Merkel risks bruising in crunch German votes

By Paul Carrel and Michael Nienaber

BERLIN (Reuters) - Isolated in Europe, Chancellor Angela Merkel faces a big test at home on Sunday when three German states vote in elections that risk eroding her base and undermining the migrant policy on which she has staked her legacy.

Merkel, known for her caution, took the high-risk step last summer of opening Germany's borders to refugees fleeing war in Syria - a move that made her Time magazine's Person of the Year but stoked angst among Germans about integrating the migrants.

Now voters in the three states - two in the west, and one in the former east - have a chance to punish Merkel, 61, just as she is trying to use her status as Europe's most powerful leader to push through an EU deal with Turkey to stop the migrant flow.

"Merkel will continue to be chancellor, but maybe with a black eye," said Matthias Kortmann at the University of Munich.

Such a loss of face would erode Merkel's standing at a crucial juncture in her efforts to deal with the refugee crisis that saw over 1 million migrants arrive in Germany last year.

She alarmed many European leaders at a summit earlier this week by gambling on a last-minute draft deal with Turkey to stop the migrant flow and demanding their support.

But Merkel, whose gravitas and reputation for deal-making has grown during her 10 years in power, must still seal the Turkey deal with EU leaders at their next summit on March 17-18.

"If she cannot push through her approach then, she will not be able to avoid correcting her stance on refugee policy," said Oskar Niedermayer at Berlin's Free University.

Such a shift, which could include tightening Germany's borders, would be damaging to Merkel, who is expected to seek a fourth term in office at a federal election in 2017.

Snapping at the heels of her conservative Christian Democrats (CDU) is the Alternative for Germany (AfD) party, whose hardline stance on refugees could bring it big gains in all three states voting on Sunday.

Founded only in 2013, the AfD has morphed from an anti-euro zone bailout party into an anti-immigrant electoral force, to which the CDU is bleeding support in all three states.

SWING STATE

The three regions - Baden-Wuerttemberg and Rhineland-Palatinate in the west, and Saxony-Anhalt in the east - have a combined population of some 17 million, a fifth of Germany's 81 million.

The AfD is strongest in Saxony-Anhalt, where unemployment is running at over 10 percent. Polls put the AfD on as much as 19 percent support in the state, and ahead of the Social Democrats (SPD), Merkel's coalition partner in Berlin, a humiliation for a party that is bracing for big losses on Sunday.

"In Germany, as in the U.S., the party system is fanning out to the extremes," said Josef Joffe, publisher-editor of German weekly Die Zeit.

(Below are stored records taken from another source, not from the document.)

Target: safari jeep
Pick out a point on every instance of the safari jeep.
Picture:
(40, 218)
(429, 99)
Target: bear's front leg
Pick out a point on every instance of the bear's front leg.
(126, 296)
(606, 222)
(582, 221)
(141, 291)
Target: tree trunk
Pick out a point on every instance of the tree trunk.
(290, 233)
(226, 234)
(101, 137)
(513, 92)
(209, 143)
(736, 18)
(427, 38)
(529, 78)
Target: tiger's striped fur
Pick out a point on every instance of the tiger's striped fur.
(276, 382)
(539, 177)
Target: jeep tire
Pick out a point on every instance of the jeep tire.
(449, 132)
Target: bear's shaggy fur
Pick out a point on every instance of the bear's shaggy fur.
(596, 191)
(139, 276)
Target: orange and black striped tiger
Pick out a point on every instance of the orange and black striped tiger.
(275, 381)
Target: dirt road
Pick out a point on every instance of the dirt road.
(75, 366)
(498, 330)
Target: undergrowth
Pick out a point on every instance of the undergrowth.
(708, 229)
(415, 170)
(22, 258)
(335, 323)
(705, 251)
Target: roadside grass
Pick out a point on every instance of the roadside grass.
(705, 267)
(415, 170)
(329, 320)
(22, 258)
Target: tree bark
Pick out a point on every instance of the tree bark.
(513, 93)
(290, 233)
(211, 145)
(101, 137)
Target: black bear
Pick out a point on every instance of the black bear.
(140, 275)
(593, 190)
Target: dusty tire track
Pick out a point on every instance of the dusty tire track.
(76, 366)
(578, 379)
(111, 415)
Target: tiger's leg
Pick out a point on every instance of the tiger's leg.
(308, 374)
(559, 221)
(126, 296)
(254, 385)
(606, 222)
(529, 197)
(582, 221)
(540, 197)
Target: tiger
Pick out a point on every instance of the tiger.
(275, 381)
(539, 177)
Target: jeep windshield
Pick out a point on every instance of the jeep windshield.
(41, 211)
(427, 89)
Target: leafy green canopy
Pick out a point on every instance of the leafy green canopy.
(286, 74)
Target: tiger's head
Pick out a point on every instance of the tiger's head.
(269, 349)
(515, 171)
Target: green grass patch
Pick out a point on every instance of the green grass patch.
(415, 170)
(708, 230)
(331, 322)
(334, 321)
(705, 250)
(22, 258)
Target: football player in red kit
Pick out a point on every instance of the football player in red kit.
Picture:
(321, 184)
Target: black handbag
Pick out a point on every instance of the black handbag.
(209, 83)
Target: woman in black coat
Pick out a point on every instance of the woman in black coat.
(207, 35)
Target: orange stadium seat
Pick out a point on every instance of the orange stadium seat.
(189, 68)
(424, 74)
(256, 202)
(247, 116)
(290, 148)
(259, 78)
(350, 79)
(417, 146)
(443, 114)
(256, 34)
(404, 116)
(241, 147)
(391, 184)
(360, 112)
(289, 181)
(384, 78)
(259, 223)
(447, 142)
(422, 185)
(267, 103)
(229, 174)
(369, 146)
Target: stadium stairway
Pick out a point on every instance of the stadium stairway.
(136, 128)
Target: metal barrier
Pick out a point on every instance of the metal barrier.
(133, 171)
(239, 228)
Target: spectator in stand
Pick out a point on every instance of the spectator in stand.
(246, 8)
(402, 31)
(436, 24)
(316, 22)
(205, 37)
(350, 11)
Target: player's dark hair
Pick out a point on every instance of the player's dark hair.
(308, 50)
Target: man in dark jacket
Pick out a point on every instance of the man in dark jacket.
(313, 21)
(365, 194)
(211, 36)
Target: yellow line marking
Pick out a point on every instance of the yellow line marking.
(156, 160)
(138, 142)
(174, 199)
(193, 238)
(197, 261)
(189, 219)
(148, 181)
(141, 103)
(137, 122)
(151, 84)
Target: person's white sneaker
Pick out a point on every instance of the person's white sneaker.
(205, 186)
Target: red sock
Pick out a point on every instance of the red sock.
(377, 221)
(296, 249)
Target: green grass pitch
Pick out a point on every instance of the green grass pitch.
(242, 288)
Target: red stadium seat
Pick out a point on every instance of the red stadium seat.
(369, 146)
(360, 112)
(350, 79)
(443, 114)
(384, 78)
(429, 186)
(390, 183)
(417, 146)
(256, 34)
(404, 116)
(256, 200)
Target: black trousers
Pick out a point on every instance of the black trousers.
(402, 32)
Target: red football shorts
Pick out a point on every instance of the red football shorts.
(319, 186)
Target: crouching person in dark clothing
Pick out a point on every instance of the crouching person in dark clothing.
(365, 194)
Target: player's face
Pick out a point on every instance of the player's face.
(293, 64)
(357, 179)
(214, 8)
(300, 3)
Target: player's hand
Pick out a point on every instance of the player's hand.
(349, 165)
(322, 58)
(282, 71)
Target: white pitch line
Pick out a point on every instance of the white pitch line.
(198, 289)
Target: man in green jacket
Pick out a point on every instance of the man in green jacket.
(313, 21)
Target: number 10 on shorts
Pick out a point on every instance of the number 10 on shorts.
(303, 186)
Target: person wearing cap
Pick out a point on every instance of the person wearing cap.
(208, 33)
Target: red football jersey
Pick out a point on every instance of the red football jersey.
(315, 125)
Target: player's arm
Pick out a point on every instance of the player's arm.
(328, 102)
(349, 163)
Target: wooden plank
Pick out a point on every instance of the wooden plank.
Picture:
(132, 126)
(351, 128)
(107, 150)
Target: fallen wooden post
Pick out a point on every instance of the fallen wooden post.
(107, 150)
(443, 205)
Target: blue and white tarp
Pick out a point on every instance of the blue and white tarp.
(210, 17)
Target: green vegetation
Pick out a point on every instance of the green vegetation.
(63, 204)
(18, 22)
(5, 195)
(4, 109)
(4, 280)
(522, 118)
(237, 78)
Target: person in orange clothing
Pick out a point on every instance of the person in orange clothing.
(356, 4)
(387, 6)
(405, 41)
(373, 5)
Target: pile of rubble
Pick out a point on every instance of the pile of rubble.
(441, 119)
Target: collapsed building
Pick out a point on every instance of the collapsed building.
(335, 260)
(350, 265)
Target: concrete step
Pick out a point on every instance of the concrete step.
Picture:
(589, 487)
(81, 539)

A weakened CDU is still poised to come first in Saxony-Anhalt, but its fate looks less rosy in the two other states.

In Baden-Wuerttemberg, a CDU stronghold for over 50 years before turning to a Green-led coalition with the SPD in 2011 after Japan's Fukushima nuclear disaster, the Greens' state premier Winfried Kretschmann, 67, is poised to pip his CDU rival.

But it is Rhineland-Palatinate, a wine-growing region, that is shaping up as the pivotal swing state.

There, Julia Kloeckner, a charismatic 43-year-old former German "wine queen" who has positioned herself as a candidate to succeed Merkel one day, has seen her lead shrink in recent weeks and is now neck-and-neck with SPD incumbent, Malu Dreyer.

"Whoever wins Rhineland-Palatinate, CDU or SPD, can present themselves as the overall winner," said Kortmann.

Merkel will campaign on Friday in Trier, an ancient Roman town in Rhineland-Palatinate, but she is having difficulty in getting her overall popularity as chancellor to rub off on the CDU's candidates in the state elections.

A poll this week put support for Merkel at its highest this year, with her winning 50 percent of votes in a hypothetical presidential-style election against SPD leader Sigmar Gabriel, on 13 percent.

"Depending on the outcome (of the state votes), Merkel could be weakened domestically, especially within her own party," said Kortmann. "But everybody knows that there is actually no alternative to her in the CDU."